Its not bad news for sure, but it doesn't indicate progress on the critical aspect, which is the terrible state of the homegrown engine and its inability to support massive multiplayer.
Hmm... I didn't know they were playing around with a homegrown engine. Hopefully they've abandoned that idea.You obviously can't use EVE's, since they've just now made it so people can walk around there... Bloodlines is just a run of the mill FPS (engine wise), so if they're going for that sort of look and feel there are very very good engines out there made by people who do nothing else but make and improve full physics modeled graphics engines for game use, with multiplayer support.
Even if they go single shard (which I have no idea why they would), they're still going to instance the zones, so the "massive" part is really not as big of a deal as it was years ago.
Unreal, Cryengine (with the "real" licenses, not those indie ones) would be good choices.
This is also old news and speculation is unneeded. What they're actually doing is best called 'linked-shards'. Basically they'll build one city in as much detail as possible and then shard it, but theyll allow unlimited movement between these shards and give them all city names. So every 'city' will be a clone of each other. Thats not quite instancing as you wont be able to magically warp from one to the other, youll have to make travel arrangements to move between them and furthermore, we can safely expect that any titles you earn and such through politics will be bound geographically to one shard to create a sense of local politics and community. Its closer to a traditional sharding model than a true single-shard approach; at least theyll be able to scale the world easily depending on how popular the game becomes.
This sounds a lot like "districting" - featured in ToonTown and used in games like Everquest 2 (Antonica fills up, Antonica 2 spawns). If that's the case, titles and such would be the same no matter what district you're in, as they are all in fact identical copies of one another. Unless you mean each "city" is really it's own zone and they're just being lazy and making identical copies. In that case, I don't know what to say other than I think it would get old fast...
I'm hoping they don't go with full voice overs. Been playing TOR, and they start to get old fast, especially since you can't "skip" any lines and have to wait for them all to play out. Every. Single. Time.

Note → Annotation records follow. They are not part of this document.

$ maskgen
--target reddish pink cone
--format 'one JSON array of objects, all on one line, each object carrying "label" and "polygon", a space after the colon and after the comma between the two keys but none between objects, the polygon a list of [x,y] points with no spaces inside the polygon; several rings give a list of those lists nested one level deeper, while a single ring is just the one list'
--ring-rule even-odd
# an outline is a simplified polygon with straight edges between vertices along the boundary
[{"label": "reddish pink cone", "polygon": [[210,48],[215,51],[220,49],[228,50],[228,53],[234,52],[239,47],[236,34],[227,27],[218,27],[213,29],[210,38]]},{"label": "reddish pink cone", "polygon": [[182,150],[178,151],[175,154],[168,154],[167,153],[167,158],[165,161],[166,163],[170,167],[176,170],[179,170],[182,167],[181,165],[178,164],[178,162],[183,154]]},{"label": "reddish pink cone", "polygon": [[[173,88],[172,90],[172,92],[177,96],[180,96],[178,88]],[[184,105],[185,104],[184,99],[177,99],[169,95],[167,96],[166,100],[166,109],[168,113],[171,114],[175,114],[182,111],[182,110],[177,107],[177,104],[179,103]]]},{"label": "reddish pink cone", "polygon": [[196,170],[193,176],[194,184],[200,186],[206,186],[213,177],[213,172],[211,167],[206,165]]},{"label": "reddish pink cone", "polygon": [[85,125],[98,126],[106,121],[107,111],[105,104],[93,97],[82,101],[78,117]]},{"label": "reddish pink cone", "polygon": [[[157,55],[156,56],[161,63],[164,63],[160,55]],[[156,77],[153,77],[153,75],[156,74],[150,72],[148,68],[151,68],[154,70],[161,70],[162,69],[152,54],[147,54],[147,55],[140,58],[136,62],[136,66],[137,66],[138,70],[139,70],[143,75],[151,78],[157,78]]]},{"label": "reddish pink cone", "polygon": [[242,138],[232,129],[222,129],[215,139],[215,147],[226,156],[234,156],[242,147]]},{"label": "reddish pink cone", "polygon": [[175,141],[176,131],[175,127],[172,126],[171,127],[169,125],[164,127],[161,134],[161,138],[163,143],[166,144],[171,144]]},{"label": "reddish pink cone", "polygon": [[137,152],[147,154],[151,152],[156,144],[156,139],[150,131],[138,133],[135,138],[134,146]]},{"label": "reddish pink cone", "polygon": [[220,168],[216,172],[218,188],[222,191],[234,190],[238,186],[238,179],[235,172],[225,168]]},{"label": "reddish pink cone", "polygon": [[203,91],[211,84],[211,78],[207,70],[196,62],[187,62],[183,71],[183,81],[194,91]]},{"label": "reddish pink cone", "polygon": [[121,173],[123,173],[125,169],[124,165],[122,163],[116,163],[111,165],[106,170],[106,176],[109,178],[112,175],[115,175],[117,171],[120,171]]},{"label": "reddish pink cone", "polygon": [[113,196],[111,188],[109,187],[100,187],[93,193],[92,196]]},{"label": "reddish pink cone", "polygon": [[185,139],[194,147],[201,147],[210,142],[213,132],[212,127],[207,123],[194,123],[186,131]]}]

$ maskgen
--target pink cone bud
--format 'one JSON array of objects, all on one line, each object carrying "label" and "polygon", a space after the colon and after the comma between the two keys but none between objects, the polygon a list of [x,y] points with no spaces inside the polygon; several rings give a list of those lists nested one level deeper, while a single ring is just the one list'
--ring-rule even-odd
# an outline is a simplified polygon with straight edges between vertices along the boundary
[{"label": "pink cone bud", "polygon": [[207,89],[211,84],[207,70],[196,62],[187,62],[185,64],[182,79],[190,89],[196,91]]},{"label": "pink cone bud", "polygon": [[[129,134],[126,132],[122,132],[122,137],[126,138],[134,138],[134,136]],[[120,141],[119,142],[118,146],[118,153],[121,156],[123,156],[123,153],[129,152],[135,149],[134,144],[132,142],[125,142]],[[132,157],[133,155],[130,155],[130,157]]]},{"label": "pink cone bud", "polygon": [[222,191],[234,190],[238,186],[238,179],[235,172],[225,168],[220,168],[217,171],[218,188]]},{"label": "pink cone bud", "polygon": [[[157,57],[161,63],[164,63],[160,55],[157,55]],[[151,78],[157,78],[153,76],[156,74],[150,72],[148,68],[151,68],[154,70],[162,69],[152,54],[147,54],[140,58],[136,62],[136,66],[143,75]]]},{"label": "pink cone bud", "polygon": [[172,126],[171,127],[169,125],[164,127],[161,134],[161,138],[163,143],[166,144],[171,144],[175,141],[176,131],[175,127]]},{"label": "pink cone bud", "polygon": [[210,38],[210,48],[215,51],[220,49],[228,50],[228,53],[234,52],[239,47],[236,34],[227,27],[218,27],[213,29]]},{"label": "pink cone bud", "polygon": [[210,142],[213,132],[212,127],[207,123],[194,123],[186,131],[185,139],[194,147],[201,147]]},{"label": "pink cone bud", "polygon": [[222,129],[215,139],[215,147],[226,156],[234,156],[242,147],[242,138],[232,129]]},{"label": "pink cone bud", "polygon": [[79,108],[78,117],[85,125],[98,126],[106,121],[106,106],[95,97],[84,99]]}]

Quote from: mouser9169 on January 27, 2012, 04:09:11 PMI'm hoping they don't go with full voice overs. Been playing TOR, and they start to get old fast, especially since you can't "skip" any lines and have to wait for them all to play out. Every. Single. Time.Ermm... hit the space bar. That skips a line at a time. Also, you can hit Esc to exit out of the dialogue if you don't like how your dialogue choice panned out/is panning out, and then do it over again. That said, I find questing in SWTOR to be a thousand times more enjoyable than any other MMO where you just grab quests and go through the steps to completing them, not ever bothering to read the story or caring about any of it. But then I play it as a single player game and have not even really felt like grouping yet at level 32. I even quickly turned off "general chat" because it's mostly obnoxious and breaks immersion. Meanwhile in EQ2 or EVE I would always end up bored to tears soloing everything, and it being hard to ever find groups anymore in EQ2 is why I left. EQ1 had a GREAT community atmosphere back in its hay-day, and it was almost entirely grinding with very few quests.